Menschen in meiner Umgebung erinnern sich manchmal daran, wie ihnen während der Pandemie zu Hause die Decke auf den Kopf gefallen ist. Ich kann das überhaupt nicht nachempfinden, weil ich damals mehr gearbeitet habe als je zuvor. Zu Beginn als Pfleger auf der „normalen“ Station für Coronapatient*innen, später auf der Intensivstation. Vor allem die Arbeit auf der Intensivstation war super anstrengend, hat mich aber auch ein Stück weit entlastet. Weil ich mich wirkmächtig gefühlt habe, zumindest irgendetwas tun zu können gegen diese Situation, der wir ja alle erst mal ausgeliefert waren.

Gleichzeitig war es viel zu viel Arbeit für viel zu wenig Freizeitausgleich. Früher haben wir Kol­le­g*in­nen uns nach einem anstrengenden Dienst abends noch zusammen in eine Kneipe gesetzt, uns ausgetauscht und abgelenkt. In den Hochzeiten der Pandemie konnten wir noch nicht mal zu zweit draußen spazieren gehen. In meiner WG war es auch nicht einfach, ich hatte eine ganz andere Lebensrealität als meine Mitbewohner. Sie wollten sich am liebsten gar nicht mehr mit Corona beschäftigen und ich suchte den Austausch, weil mich die Eindrücke aus dem Krankenhaus belasteten.
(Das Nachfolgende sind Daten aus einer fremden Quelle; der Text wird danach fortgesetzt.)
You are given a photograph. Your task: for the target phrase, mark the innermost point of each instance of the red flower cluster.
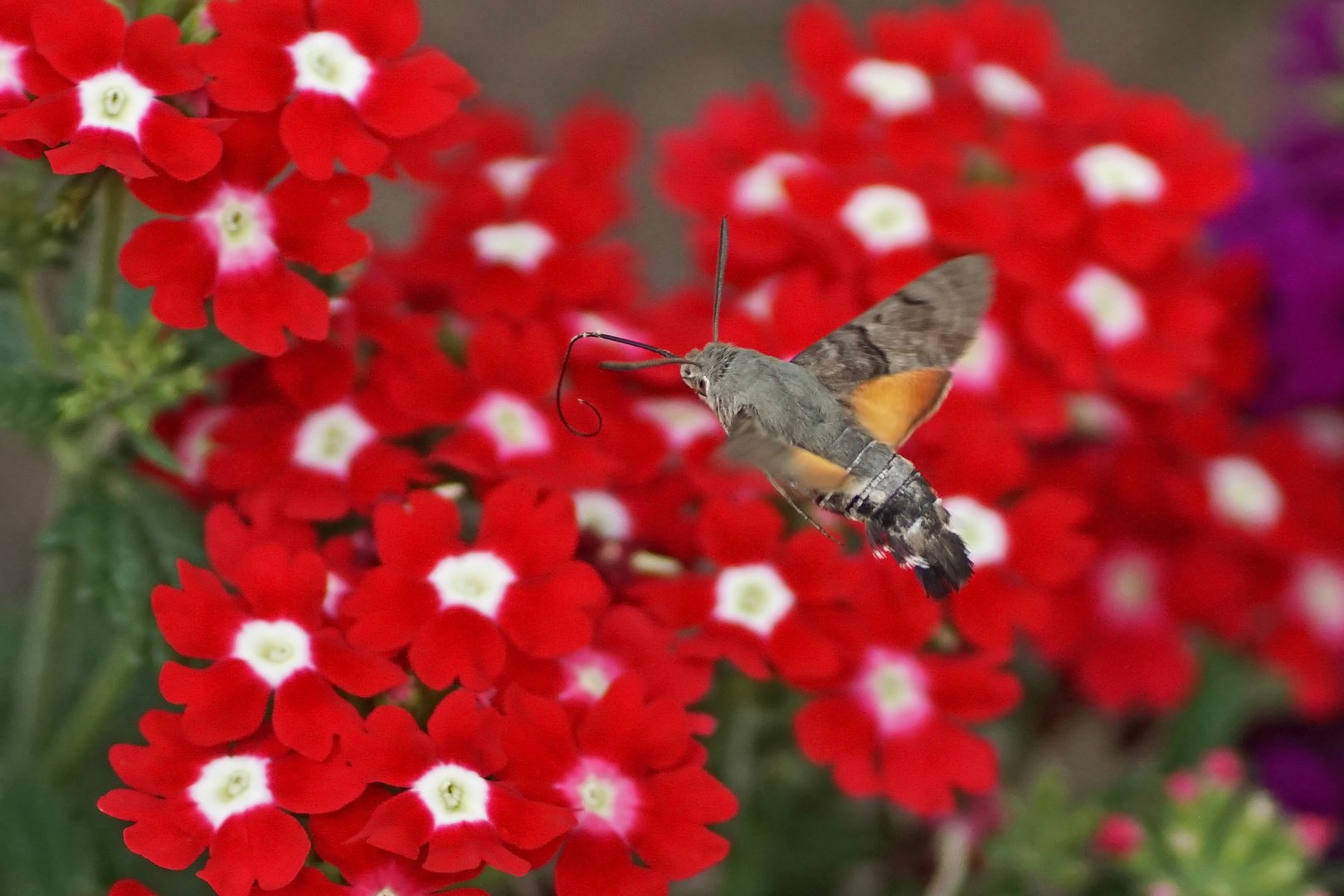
(449, 635)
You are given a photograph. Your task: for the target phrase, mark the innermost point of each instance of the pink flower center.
(114, 101)
(229, 786)
(894, 688)
(761, 187)
(1319, 592)
(587, 674)
(979, 368)
(601, 796)
(11, 77)
(1127, 589)
(238, 223)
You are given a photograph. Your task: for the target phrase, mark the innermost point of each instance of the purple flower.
(1293, 218)
(1313, 43)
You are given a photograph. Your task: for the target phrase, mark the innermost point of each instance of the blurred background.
(661, 60)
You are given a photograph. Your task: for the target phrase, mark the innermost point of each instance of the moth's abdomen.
(901, 512)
Weil sich auch viele meiner Kol­le­g*in­nen mit Corona infizierten, gab es immer mehr zu tun. Zum Teil musste ich neun oder zehn Tage in Folge arbeiten. Anfangs hatte ich Angst, so viel Kontakt mit Co­ro­na­pa­ti­en­t*in­nen zu haben. Was passiert, wenn ich meine Eltern besuche und krank bin, ohne es zu merken? Oder meinen Mitbewohner anstecke, der dann zu seiner Oma fährt? Vielleicht war ich auch ein bisschen paranoid, das war bestimmt dem Stress und der großen Ungewissheit geschuldet. Zwischenzeitlich habe ich selbst zu Hause eine Maske getragen.

Die ständige Konfrontation mit dem Tod war für mich nichts Neues. Das ist man als Pfleger in einem Krankenhaus gewohnt. Dramatisch war, wie viele Menschen gestorben sind, ohne ihre Angehörigen bei sich zu haben. Für viele waren wir in unserer Schutzausrüstung die Letzten, die sie in ihrem Leben gesehen haben. Von ihnen Abschied zu nehmen, war nicht wirklich möglich, denn kurz nach ihrem Tod mussten wir sie in schwarze Leichensäcke packen.

Nach der Pandemie wusste ich, dass ich nicht in der Pflege bleiben will. Generell halten nur wenige, die die Ausbildung heute abschließen, den Beruf über viele Jahre aus. Er ist für den Körper einfach sehr anstrengend, die Arbeitsbedingungen sind miserabel. Während der Pandemie wurde dafür an den Fenstern geklatscht. Verändert hat das nichts.